In this work we do not encourage the organizations to improve their process documentation in order to benefit from innovative research. In contrast, we claim that researchers themselves can significantly improve the applicability of their approaches. In this article we discuss the guided implementation that allows a researcher (or a group of researchers) to build up necessary input data based on the documentation and other information sources available in the organization.
Hypothesis: We believe that using the build-up process, it is possible to increase the applicability of the research approach and, in spite of the initial absence of input measurable parameters, to deliver meaningful results to practitioners.

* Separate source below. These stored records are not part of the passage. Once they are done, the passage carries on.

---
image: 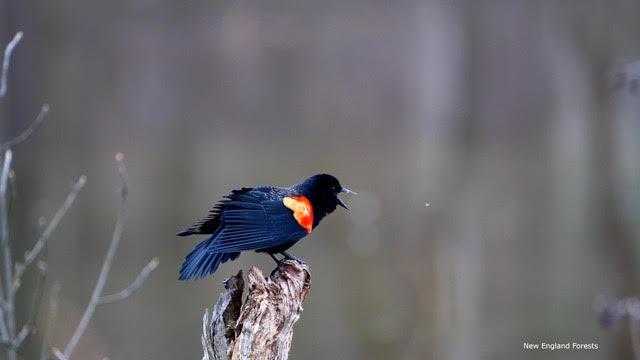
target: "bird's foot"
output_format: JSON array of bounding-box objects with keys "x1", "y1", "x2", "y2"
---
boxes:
[{"x1": 280, "y1": 251, "x2": 307, "y2": 265}]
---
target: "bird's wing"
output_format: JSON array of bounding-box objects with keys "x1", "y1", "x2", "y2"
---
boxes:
[{"x1": 209, "y1": 187, "x2": 307, "y2": 252}]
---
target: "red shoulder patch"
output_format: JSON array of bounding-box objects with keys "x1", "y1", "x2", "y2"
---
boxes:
[{"x1": 282, "y1": 196, "x2": 313, "y2": 234}]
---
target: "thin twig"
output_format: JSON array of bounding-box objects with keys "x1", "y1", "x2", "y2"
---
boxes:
[
  {"x1": 0, "y1": 31, "x2": 22, "y2": 98},
  {"x1": 12, "y1": 324, "x2": 31, "y2": 350},
  {"x1": 40, "y1": 283, "x2": 60, "y2": 360},
  {"x1": 0, "y1": 150, "x2": 16, "y2": 360},
  {"x1": 13, "y1": 261, "x2": 48, "y2": 350},
  {"x1": 63, "y1": 153, "x2": 128, "y2": 359},
  {"x1": 0, "y1": 311, "x2": 9, "y2": 344},
  {"x1": 629, "y1": 317, "x2": 640, "y2": 359},
  {"x1": 11, "y1": 175, "x2": 87, "y2": 294},
  {"x1": 51, "y1": 348, "x2": 68, "y2": 360},
  {"x1": 0, "y1": 104, "x2": 49, "y2": 151},
  {"x1": 98, "y1": 257, "x2": 160, "y2": 305}
]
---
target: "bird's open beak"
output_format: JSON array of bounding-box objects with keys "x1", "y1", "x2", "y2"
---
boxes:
[
  {"x1": 340, "y1": 186, "x2": 358, "y2": 195},
  {"x1": 338, "y1": 186, "x2": 358, "y2": 210}
]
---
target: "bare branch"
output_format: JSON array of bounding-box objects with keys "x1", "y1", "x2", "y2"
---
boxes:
[
  {"x1": 13, "y1": 325, "x2": 31, "y2": 350},
  {"x1": 11, "y1": 175, "x2": 87, "y2": 286},
  {"x1": 13, "y1": 261, "x2": 48, "y2": 350},
  {"x1": 0, "y1": 150, "x2": 17, "y2": 360},
  {"x1": 98, "y1": 257, "x2": 160, "y2": 305},
  {"x1": 40, "y1": 283, "x2": 60, "y2": 360},
  {"x1": 0, "y1": 104, "x2": 49, "y2": 151},
  {"x1": 0, "y1": 311, "x2": 9, "y2": 344},
  {"x1": 51, "y1": 348, "x2": 67, "y2": 360},
  {"x1": 63, "y1": 153, "x2": 128, "y2": 359},
  {"x1": 0, "y1": 31, "x2": 22, "y2": 98}
]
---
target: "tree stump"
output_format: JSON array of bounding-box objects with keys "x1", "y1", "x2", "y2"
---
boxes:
[{"x1": 201, "y1": 260, "x2": 311, "y2": 360}]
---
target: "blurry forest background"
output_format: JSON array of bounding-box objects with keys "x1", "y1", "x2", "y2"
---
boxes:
[{"x1": 0, "y1": 0, "x2": 640, "y2": 359}]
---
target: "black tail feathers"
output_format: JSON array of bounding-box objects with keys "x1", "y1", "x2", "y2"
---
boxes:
[{"x1": 180, "y1": 237, "x2": 240, "y2": 280}]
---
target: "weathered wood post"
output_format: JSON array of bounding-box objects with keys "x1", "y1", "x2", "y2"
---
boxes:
[{"x1": 202, "y1": 260, "x2": 311, "y2": 360}]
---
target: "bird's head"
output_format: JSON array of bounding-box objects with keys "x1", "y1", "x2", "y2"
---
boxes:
[{"x1": 297, "y1": 174, "x2": 356, "y2": 214}]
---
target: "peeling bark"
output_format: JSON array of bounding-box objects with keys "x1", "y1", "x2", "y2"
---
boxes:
[{"x1": 202, "y1": 260, "x2": 311, "y2": 360}]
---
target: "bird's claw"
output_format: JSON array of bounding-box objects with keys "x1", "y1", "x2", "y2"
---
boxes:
[{"x1": 281, "y1": 251, "x2": 307, "y2": 265}]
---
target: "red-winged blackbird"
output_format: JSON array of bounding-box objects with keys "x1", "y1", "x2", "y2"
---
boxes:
[{"x1": 177, "y1": 174, "x2": 355, "y2": 280}]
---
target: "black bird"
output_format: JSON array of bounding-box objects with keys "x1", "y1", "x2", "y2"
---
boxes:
[{"x1": 177, "y1": 174, "x2": 355, "y2": 280}]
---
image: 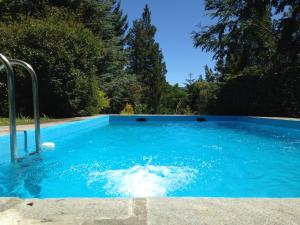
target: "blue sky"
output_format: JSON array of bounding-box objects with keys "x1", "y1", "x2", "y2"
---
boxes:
[{"x1": 122, "y1": 0, "x2": 214, "y2": 84}]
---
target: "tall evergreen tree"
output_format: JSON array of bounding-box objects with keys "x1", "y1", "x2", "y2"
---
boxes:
[
  {"x1": 194, "y1": 0, "x2": 276, "y2": 78},
  {"x1": 128, "y1": 5, "x2": 167, "y2": 113}
]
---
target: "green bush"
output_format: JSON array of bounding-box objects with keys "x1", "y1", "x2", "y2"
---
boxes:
[
  {"x1": 188, "y1": 80, "x2": 219, "y2": 114},
  {"x1": 0, "y1": 16, "x2": 107, "y2": 117}
]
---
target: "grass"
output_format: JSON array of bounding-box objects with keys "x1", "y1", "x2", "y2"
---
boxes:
[{"x1": 0, "y1": 115, "x2": 59, "y2": 126}]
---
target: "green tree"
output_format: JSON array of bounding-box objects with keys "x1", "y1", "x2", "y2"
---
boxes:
[
  {"x1": 128, "y1": 5, "x2": 167, "y2": 113},
  {"x1": 186, "y1": 79, "x2": 219, "y2": 114},
  {"x1": 204, "y1": 65, "x2": 216, "y2": 82},
  {"x1": 0, "y1": 15, "x2": 105, "y2": 117},
  {"x1": 194, "y1": 0, "x2": 276, "y2": 80}
]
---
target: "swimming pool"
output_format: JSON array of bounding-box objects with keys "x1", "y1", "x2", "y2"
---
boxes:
[{"x1": 0, "y1": 116, "x2": 300, "y2": 198}]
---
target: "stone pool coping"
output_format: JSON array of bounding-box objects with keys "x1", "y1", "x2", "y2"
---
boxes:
[
  {"x1": 0, "y1": 115, "x2": 300, "y2": 225},
  {"x1": 0, "y1": 115, "x2": 104, "y2": 136},
  {"x1": 0, "y1": 114, "x2": 300, "y2": 136},
  {"x1": 0, "y1": 198, "x2": 300, "y2": 225}
]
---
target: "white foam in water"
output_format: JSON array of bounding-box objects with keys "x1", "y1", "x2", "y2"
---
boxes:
[
  {"x1": 88, "y1": 165, "x2": 198, "y2": 197},
  {"x1": 42, "y1": 142, "x2": 55, "y2": 150}
]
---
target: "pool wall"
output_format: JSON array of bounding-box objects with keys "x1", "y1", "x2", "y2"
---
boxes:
[{"x1": 109, "y1": 115, "x2": 300, "y2": 129}]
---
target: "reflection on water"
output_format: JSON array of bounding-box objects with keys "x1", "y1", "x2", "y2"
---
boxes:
[{"x1": 0, "y1": 154, "x2": 46, "y2": 198}]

The approach to measure the fitness relationship between business and IT in organizations presented in (Etien & Rolland, 2005) is an example of an EA approach developed in academia. This approach addresses the problem of business-IT alignment: it defines metrics to quantify the fit between the business of an organization and the IT systems that support it. Metrics application (the process called here and below the fitness measurement) allows organizations (i) to identify precisely the aspects of business (business goals, activities, and so on) that are not supported or ill-supported by the existing IT and (ii) to specify the strategies to improve business-IT alignment.